Here’s a question I get a lot from clients and executives at companies I visit in my firm’s talent risk management and knowledge transfer work:

“Steve, we know we have a talent risk, but how do I make the business case for addressing that risk over the TEN other things competing right now for our organization’s time and resources? How can I show the cost to our business if that talent risk is left unmitigated?”

I recently addressed this for an executive at a multinational energy company. The executive had attended her company’s monthly Enterprise Risk Assessment meeting and had brought up the talent-related risks that she had red-flagged as an increasing concern. In her case, the concern was a lack of a comprehensive succession plan for critical and unique technical experts and the potential impact on business continuity if one of them was no longer available to work.

After some discussion with the Enterprise Risk Assessment team to clarify these talent-related risks, her homework for the next month’s meeting was to show the cost associated if those risks were allowed to continue unchecked. She reached out to me for help.

What she was really asking was, “What’s the Cost of a Mistake here?” Understanding the Cost of Mistake made by insufficiently prepared talent is vital work for anyone who wants to truly manage talent risk and protect one’s business.

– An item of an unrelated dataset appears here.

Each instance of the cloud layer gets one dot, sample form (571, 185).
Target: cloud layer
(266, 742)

Calculating Unmitigated Talent Risk Thru the Cost of a Mistake

I laid out the steps for this executive:

  1. Interview the managers of your critical Subject Matter Experts (expert) and talk about the importance of being able to calculate the “Cost of a Mistake” as part of assessing the risks to the business (in the way a project manager would identify the critical path on his/her project.
  2. Have the managers identify a “knowledge silo” (an area of expertise for a unique expert where he/she is the go-to person).
  3. Once the silo is named, ask:
    1. “What could go wrong if someone else (like a trainee) did the work in that silo instead of the expert?
    2. “What would that kind of a mistake cost the business? (money, time, quality, safety, customer satisfaction)”
    3. “How many times in a day/week/month/year might that happen?”
  4. Look for potential mistakes that are at least $100k and could happen at least 10 times per year. For most corporations or large organizations, I bet you won’t have any trouble finding “million dollar risks” this way.

In my experience in this field over the past 20 years, I’ve found that “million dollar mistakes” are not just at risk of occurring, but often have occurred (often more than once) in a company’s recent past. One client said, “We have contingency budget for that.” What he could just as easily have said is “We don’t mind spending our profits on mistakes!”

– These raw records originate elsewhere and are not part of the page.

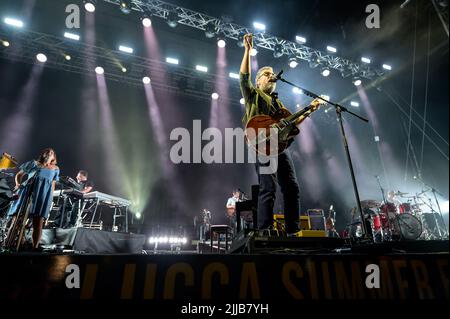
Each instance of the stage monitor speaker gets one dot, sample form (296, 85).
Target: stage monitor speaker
(316, 219)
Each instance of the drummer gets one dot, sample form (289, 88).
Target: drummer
(392, 198)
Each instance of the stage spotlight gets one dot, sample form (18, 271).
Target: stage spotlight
(13, 22)
(172, 19)
(331, 49)
(71, 36)
(89, 5)
(146, 80)
(314, 61)
(259, 26)
(325, 71)
(171, 60)
(240, 42)
(293, 62)
(125, 49)
(210, 30)
(146, 22)
(41, 57)
(278, 51)
(300, 39)
(201, 68)
(221, 41)
(297, 90)
(357, 81)
(125, 6)
(99, 70)
(345, 72)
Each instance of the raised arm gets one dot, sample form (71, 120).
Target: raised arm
(245, 80)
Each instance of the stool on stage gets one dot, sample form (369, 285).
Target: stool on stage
(219, 229)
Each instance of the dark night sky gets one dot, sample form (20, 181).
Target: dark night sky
(57, 110)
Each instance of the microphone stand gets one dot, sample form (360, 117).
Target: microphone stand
(339, 110)
(381, 188)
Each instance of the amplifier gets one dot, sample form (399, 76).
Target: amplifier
(316, 219)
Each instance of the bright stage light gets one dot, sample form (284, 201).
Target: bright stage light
(293, 63)
(259, 26)
(99, 70)
(146, 80)
(89, 5)
(125, 49)
(300, 39)
(210, 30)
(71, 36)
(146, 22)
(125, 6)
(172, 60)
(325, 72)
(41, 57)
(13, 22)
(444, 207)
(297, 91)
(331, 49)
(201, 68)
(172, 19)
(278, 51)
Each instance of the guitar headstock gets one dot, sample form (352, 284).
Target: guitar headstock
(317, 103)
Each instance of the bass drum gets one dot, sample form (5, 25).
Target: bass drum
(407, 226)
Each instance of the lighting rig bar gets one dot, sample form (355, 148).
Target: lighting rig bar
(233, 31)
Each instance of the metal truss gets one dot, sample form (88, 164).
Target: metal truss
(233, 31)
(24, 45)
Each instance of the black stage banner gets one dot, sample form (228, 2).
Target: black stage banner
(206, 277)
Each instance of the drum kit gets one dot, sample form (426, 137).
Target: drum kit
(402, 217)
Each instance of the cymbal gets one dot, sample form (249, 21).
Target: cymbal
(370, 203)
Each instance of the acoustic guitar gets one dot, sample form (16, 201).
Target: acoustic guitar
(270, 135)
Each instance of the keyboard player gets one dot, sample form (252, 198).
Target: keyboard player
(72, 209)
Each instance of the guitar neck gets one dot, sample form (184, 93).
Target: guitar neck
(305, 112)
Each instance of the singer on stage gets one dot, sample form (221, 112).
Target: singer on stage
(261, 99)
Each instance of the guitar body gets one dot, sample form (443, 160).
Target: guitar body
(257, 133)
(231, 212)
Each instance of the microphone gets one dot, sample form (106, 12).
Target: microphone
(277, 77)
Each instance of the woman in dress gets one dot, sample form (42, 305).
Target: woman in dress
(41, 176)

These risks also tend to be labeled as an “HR problem” and swept to the side, while focus is given to more familiar risk factors affecting a company’s bottom line that executives are more comfortable addressing (e.g. legal risks, supply chain issues, capacity planning). With this Cost of Mistake approach, the executive was able to collect the necessary data and at the company’s next Enterprise Risk Management meeting make a clear case for mitigating the business’s critical talent risks.

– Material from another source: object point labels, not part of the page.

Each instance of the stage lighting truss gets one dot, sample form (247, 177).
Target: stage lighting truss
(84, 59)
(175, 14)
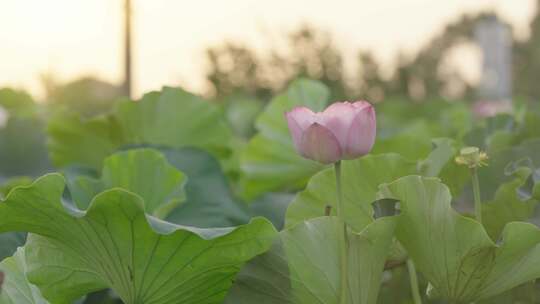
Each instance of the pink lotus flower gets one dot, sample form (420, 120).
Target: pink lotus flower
(343, 131)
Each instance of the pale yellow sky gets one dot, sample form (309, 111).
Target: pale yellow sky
(77, 37)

SUMMARY: As you identify and mitigate risks that can disrupt or derail your business, taking a systematic approach to talent risk management (TRM) is vital. Factoring the Cost of a Mistake enables your TRM to be based on facts and data, not gut feeling or the tendency to avoid people-related risks in favor of other “hard” business risks that seem easier to pin down or solve. With the Costs of Mistake data in hand, you can make a clear business case for mitigating your top talent risks, and your organization can responsibly set priorities and allocate resources to take action.